Individuals who behave in these ways typically (although not always) learned more of these patterns from their families. This is where the issue of early life experiences comes in. Most of us learn about the “world” from our family, because initially our family and home is our primary “world” (but this has changed with the increasing use of babysitters, daycare centers and preschools).

In our early years we learn important lessons – whether the world is safe or not, whether other people (primarily our caretakers) are caring and loving, whether they can be trusted and are predictable, what happens when we make mistakes, whether we will be protected or whether we have to protect ourselves, and so on.

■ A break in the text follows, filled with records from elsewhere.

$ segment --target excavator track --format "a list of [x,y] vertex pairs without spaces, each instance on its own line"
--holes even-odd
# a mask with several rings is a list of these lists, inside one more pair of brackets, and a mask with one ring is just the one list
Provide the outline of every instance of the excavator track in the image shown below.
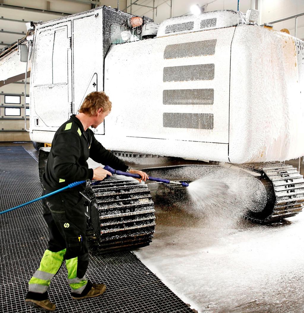
[[267,205],[261,212],[251,212],[249,219],[262,224],[277,222],[302,211],[304,179],[296,168],[280,163],[252,163],[245,167],[257,172],[267,181],[269,190]]
[[92,227],[87,232],[91,252],[148,245],[155,232],[155,217],[147,187],[116,175],[90,184],[83,194],[95,198],[91,205]]

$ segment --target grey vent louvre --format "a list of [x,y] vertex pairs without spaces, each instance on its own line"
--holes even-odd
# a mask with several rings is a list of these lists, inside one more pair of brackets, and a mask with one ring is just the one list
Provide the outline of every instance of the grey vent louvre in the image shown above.
[[213,129],[213,114],[206,113],[164,113],[164,127]]
[[164,68],[164,81],[209,80],[214,78],[214,64],[196,64]]
[[216,18],[207,18],[201,21],[201,28],[213,27],[216,26]]
[[212,55],[215,52],[216,39],[169,44],[164,52],[164,59]]
[[163,104],[213,105],[214,99],[213,89],[173,89],[164,90]]
[[175,33],[176,32],[181,32],[183,30],[191,30],[194,27],[194,22],[188,22],[186,23],[174,24],[173,25],[168,25],[166,27],[165,33]]

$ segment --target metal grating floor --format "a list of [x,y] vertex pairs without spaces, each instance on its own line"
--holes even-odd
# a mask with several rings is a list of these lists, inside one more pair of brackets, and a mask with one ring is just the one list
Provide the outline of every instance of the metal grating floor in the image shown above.
[[[41,188],[37,162],[22,146],[0,147],[0,210],[38,198]],[[47,243],[40,202],[0,215],[0,312],[36,312],[25,305],[28,283]],[[53,279],[49,297],[57,312],[193,312],[132,254],[91,256],[87,277],[104,283],[100,297],[73,300],[63,266]]]

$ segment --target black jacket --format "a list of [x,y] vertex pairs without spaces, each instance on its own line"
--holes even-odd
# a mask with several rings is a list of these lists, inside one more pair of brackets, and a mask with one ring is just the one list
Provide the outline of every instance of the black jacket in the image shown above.
[[[86,162],[89,157],[115,169],[125,171],[128,168],[95,139],[90,129],[85,131],[81,122],[73,114],[54,136],[42,177],[44,188],[53,191],[74,182],[91,179],[93,170],[88,168]],[[82,184],[74,187],[73,191],[81,191],[85,187],[85,184]]]

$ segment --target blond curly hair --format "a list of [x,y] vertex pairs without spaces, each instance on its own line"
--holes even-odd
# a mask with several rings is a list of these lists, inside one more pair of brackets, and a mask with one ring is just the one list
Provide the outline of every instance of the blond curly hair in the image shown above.
[[78,112],[92,116],[97,113],[100,108],[102,108],[104,112],[111,111],[112,102],[103,91],[93,91],[85,97]]

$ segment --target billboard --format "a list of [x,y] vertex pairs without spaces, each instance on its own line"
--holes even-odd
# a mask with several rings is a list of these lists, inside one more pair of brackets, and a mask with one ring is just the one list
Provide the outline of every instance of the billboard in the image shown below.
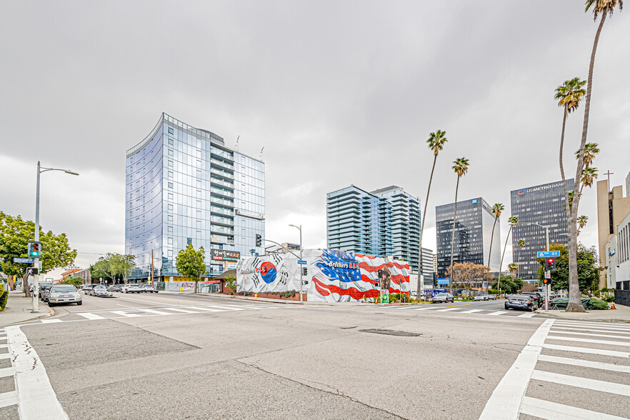
[[282,292],[300,290],[301,267],[308,281],[302,291],[309,301],[373,300],[385,293],[409,294],[409,264],[391,258],[344,252],[333,249],[306,249],[306,265],[299,265],[291,254],[241,259],[236,266],[238,291]]

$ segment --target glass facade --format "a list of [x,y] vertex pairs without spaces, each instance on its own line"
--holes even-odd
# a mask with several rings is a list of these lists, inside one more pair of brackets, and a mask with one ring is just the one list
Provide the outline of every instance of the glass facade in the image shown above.
[[214,133],[163,114],[127,151],[125,253],[135,256],[131,279],[180,276],[175,258],[188,244],[206,251],[206,276],[224,270],[212,249],[262,255],[264,164],[227,148]]
[[350,186],[326,194],[331,249],[393,256],[418,270],[420,200],[398,186],[367,192]]
[[[573,179],[566,180],[569,191],[574,188]],[[513,216],[519,224],[512,229],[512,259],[519,264],[516,275],[524,280],[535,280],[540,264],[536,259],[539,251],[546,247],[544,227],[549,228],[549,243],[566,246],[566,217],[564,214],[564,188],[562,181],[515,189],[510,192]],[[525,223],[521,223],[525,222]],[[525,245],[519,246],[519,241]]]
[[[446,277],[446,269],[451,265],[451,239],[454,211],[454,203],[435,208],[438,277]],[[481,197],[457,202],[455,240],[453,245],[454,264],[471,262],[489,266],[489,256],[490,270],[499,271],[502,246],[500,220],[496,222],[494,229],[492,254],[489,256],[494,219],[491,206]]]

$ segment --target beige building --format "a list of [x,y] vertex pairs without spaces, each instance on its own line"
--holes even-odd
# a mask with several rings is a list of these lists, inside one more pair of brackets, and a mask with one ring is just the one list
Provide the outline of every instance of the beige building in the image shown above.
[[[617,226],[630,214],[630,197],[624,197],[621,186],[609,190],[607,181],[597,182],[597,229],[599,239],[599,264],[607,266],[606,244],[617,234]],[[599,288],[606,286],[606,272],[599,274]]]

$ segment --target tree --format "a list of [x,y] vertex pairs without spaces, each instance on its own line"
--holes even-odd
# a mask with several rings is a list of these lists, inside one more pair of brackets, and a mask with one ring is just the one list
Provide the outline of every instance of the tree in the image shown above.
[[[554,290],[569,288],[569,250],[560,244],[554,244],[549,248],[559,251],[560,256],[556,257],[556,269],[551,271],[551,288]],[[541,281],[544,277],[545,259],[537,259],[540,263],[538,278]],[[599,286],[599,272],[605,269],[599,267],[595,246],[586,248],[580,244],[577,251],[578,284],[581,292],[596,290]]]
[[492,206],[492,213],[494,214],[494,223],[492,224],[492,234],[490,235],[490,250],[488,251],[488,268],[490,268],[490,256],[492,255],[492,241],[494,239],[494,226],[496,226],[496,221],[501,216],[501,212],[505,209],[505,206],[501,203],[496,203]]
[[[26,268],[30,264],[13,262],[14,258],[28,258],[29,241],[35,238],[35,223],[24,220],[21,216],[13,217],[0,211],[0,260],[2,271],[9,276],[22,277],[22,284],[26,285]],[[71,265],[76,258],[76,250],[70,248],[66,234],[55,235],[52,231],[45,232],[39,226],[39,241],[41,242],[41,271],[46,274],[56,268]],[[29,287],[24,287],[26,296],[30,295]]]
[[195,293],[197,293],[199,278],[206,274],[206,263],[204,262],[205,258],[203,246],[199,247],[199,251],[195,251],[192,244],[189,244],[177,254],[175,260],[177,271],[195,282]]
[[[457,192],[459,190],[459,179],[468,172],[468,166],[469,164],[468,159],[464,157],[457,158],[453,162],[453,170],[457,174],[457,185],[455,186],[455,210],[453,212],[453,234],[451,236],[451,264],[449,267],[453,266],[453,246],[455,244],[455,221],[457,218]],[[453,293],[453,282],[454,279],[451,276],[450,291]]]
[[437,156],[444,147],[444,143],[448,141],[445,136],[446,131],[437,130],[434,133],[431,133],[426,142],[429,144],[429,148],[433,151],[433,166],[431,168],[431,176],[429,178],[429,188],[426,190],[426,199],[424,200],[424,212],[422,214],[422,224],[420,226],[420,244],[419,252],[418,253],[418,290],[422,290],[422,284],[421,281],[422,279],[421,276],[424,274],[422,267],[422,234],[424,233],[424,218],[426,217],[426,206],[429,204],[429,193],[431,192],[431,183],[433,181],[433,172],[435,170],[435,164],[437,161]]
[[494,280],[494,282],[492,284],[492,289],[499,290],[499,283],[505,292],[510,294],[519,293],[519,291],[523,289],[523,285],[525,284],[522,279],[514,277],[505,273],[502,274],[500,278]]
[[510,233],[512,231],[512,228],[516,226],[517,223],[519,223],[519,217],[516,216],[511,216],[509,219],[508,219],[508,223],[510,224],[510,229],[508,230],[507,236],[505,239],[505,245],[503,246],[503,254],[501,254],[501,263],[499,264],[499,290],[501,291],[501,269],[503,268],[503,259],[505,256],[505,249],[507,248],[507,241],[510,238]]
[[[595,66],[595,53],[597,51],[597,44],[599,42],[599,35],[601,33],[601,29],[604,27],[604,23],[606,21],[606,15],[612,15],[615,7],[619,4],[619,11],[624,6],[622,0],[586,0],[586,6],[585,11],[592,8],[594,13],[594,19],[597,20],[597,16],[601,14],[601,18],[599,21],[599,25],[597,27],[597,31],[595,33],[595,40],[593,42],[593,49],[591,51],[591,61],[589,65],[589,77],[586,81],[586,97],[584,100],[584,121],[582,124],[582,137],[580,141],[580,154],[578,156],[578,162],[576,168],[575,174],[575,191],[579,191],[580,184],[582,179],[582,171],[584,169],[584,151],[586,144],[586,138],[589,131],[589,116],[591,111],[591,94],[593,93],[593,68]],[[563,174],[564,175],[564,174]],[[568,226],[569,234],[569,255],[575,256],[574,258],[569,258],[569,304],[566,306],[568,312],[585,312],[586,310],[582,306],[581,294],[579,290],[579,279],[578,276],[578,264],[577,264],[577,215],[579,207],[580,198],[579,194],[574,194],[573,202],[569,203],[569,191],[566,187],[566,181],[564,180],[564,194],[566,201],[566,224]]]
[[[453,272],[451,272],[451,267],[449,267],[446,269],[446,274],[451,279],[456,278],[456,284],[467,291],[472,289],[475,283],[483,284],[492,280],[490,269],[483,264],[476,264],[469,262],[455,263],[452,266],[454,267]],[[454,274],[456,274],[456,276]],[[452,286],[453,284],[451,282],[451,289]],[[470,292],[468,293],[468,295],[470,296]]]

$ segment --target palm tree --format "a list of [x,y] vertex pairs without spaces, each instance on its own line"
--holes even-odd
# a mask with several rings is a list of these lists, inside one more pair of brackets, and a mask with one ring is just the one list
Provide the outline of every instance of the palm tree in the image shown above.
[[426,199],[424,200],[424,212],[422,214],[422,224],[420,225],[420,244],[419,246],[419,251],[418,252],[418,290],[421,290],[422,281],[421,276],[423,274],[422,267],[422,234],[424,233],[424,218],[426,217],[426,206],[429,204],[429,193],[431,192],[431,182],[433,181],[433,171],[435,170],[435,163],[437,161],[437,155],[444,147],[444,143],[448,141],[444,136],[446,135],[446,131],[437,130],[435,133],[431,133],[429,136],[426,142],[429,144],[429,148],[433,151],[433,166],[431,168],[431,176],[429,178],[429,189],[426,190]]
[[589,217],[586,216],[580,216],[579,217],[578,217],[577,221],[578,221],[578,226],[579,226],[577,229],[577,232],[578,232],[578,235],[579,235],[580,231],[585,226],[586,226],[586,223],[589,221]]
[[521,261],[521,249],[523,246],[525,246],[525,239],[519,239],[519,241],[516,242],[516,245],[519,246],[519,261]]
[[501,203],[496,203],[492,206],[492,213],[494,214],[494,223],[492,224],[492,234],[490,235],[490,251],[488,251],[488,268],[490,268],[490,256],[492,255],[492,241],[494,239],[494,226],[496,226],[496,221],[501,216],[501,212],[505,209],[505,206]]
[[[455,219],[457,217],[457,192],[459,190],[459,179],[461,178],[463,175],[466,175],[466,173],[468,172],[468,166],[469,164],[468,159],[464,157],[457,158],[453,161],[453,170],[455,171],[455,173],[457,174],[457,185],[455,187],[455,211],[453,212],[453,234],[451,236],[451,267],[453,266],[453,246],[455,244]],[[454,270],[451,268],[451,281],[449,281],[449,284],[450,285],[449,289],[451,294],[452,294],[454,281],[454,276],[452,274],[454,274]]]
[[503,257],[505,256],[505,249],[507,247],[507,241],[510,238],[510,233],[512,228],[519,223],[519,217],[517,216],[511,216],[508,219],[508,223],[510,224],[510,229],[508,230],[507,236],[505,239],[505,245],[503,246],[503,254],[501,254],[501,264],[499,264],[499,281],[496,282],[496,288],[499,289],[499,294],[501,294],[501,269],[503,268]]
[[[589,65],[589,77],[586,81],[586,97],[584,100],[584,122],[582,125],[582,138],[580,141],[580,156],[578,158],[577,167],[575,174],[575,189],[580,191],[579,184],[582,179],[582,171],[584,168],[584,147],[586,144],[586,138],[589,131],[589,116],[591,112],[591,94],[593,93],[593,68],[595,66],[595,52],[597,51],[597,44],[599,42],[599,35],[601,34],[601,28],[606,21],[607,15],[612,15],[613,11],[619,5],[619,11],[624,6],[623,0],[586,0],[585,11],[592,8],[594,19],[597,20],[597,16],[601,14],[599,26],[595,33],[595,40],[593,42],[593,49],[591,51],[591,61]],[[566,306],[567,312],[585,312],[582,306],[580,294],[580,286],[578,282],[577,273],[577,214],[580,203],[580,195],[576,194],[573,198],[573,204],[569,206],[570,214],[567,215],[567,226],[569,231],[569,304]],[[567,204],[569,200],[567,199]]]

The problem arises when individuals are raised in homes where the “rules” and patterns of behavoir don’t really match the way healthy relationships occur in the world outside of the family. This is most clearly evident in homes with addictions (alcoholism, drugs, gambling, spending) or severe mental illness (depression, anxiety, obsessive-compulsive behaviors, bipolar disorders, etc.). Individuals who struggle with these issues usually develop behavior patterns to try to “cope” with life, but their choices often lead to other problems.

Dysfunctional families often exhibit a number of the following relational / communication patterns:

  • Deceit (overt lying, not telling the whole story, or hiding the truth)
  • Indirect Communication (talking “through” others)
  • Inconsistent and unpredictable behavior
  • Volatile and explosive expression of feelings (usually anger)
  • Having a sense of entitlement (“I deserve..because I want it.”)
  • Blaming others, making excuses for one’s poor choices
  • Having to meet your desires now
  • Escaping from reality (through TV, video-games, drugs, alcohol, sleep)
  • Holding on to grudges and seeking revenge
  • Making verbal commitments with little or no follow-through
  • Focusing primarily on one’s public image and appearance
  • Disagreement leading to anger, “personal” attacks and hatred
  • Trying to control others through guilt, shame or anger

This is the reason that individuals who grow up in seriously dysfunctional families often have struggles later in life. Their early life history and experiences skew their views of what life and relationships should be like. For example, when a child grows up in a home where the father comes home drunk and is easily angered, the child learns to “stay out of the way.” They also learn to “cover their tracks” so they don’t get in trouble (or beat) when they have made a mistake.  And it is actually “functional” for children in these types of settings to lie – to protect themselves, their siblings or their mother. The problem comes when they are no longer in that relational environment and they transfer these behaviors to the other settings and relationships. That is when they become “dysfunctional” – that is, these behaviors no longer function well in the world they currently live.

I think I’ll stop there for now. Hopefully, this gives some insight into “dysfuntionality” as we encounter it in our lives (always in other people, right?). Next entry I may address ways we can manage situations we find ourselves in daily interactions with others who live in this manner.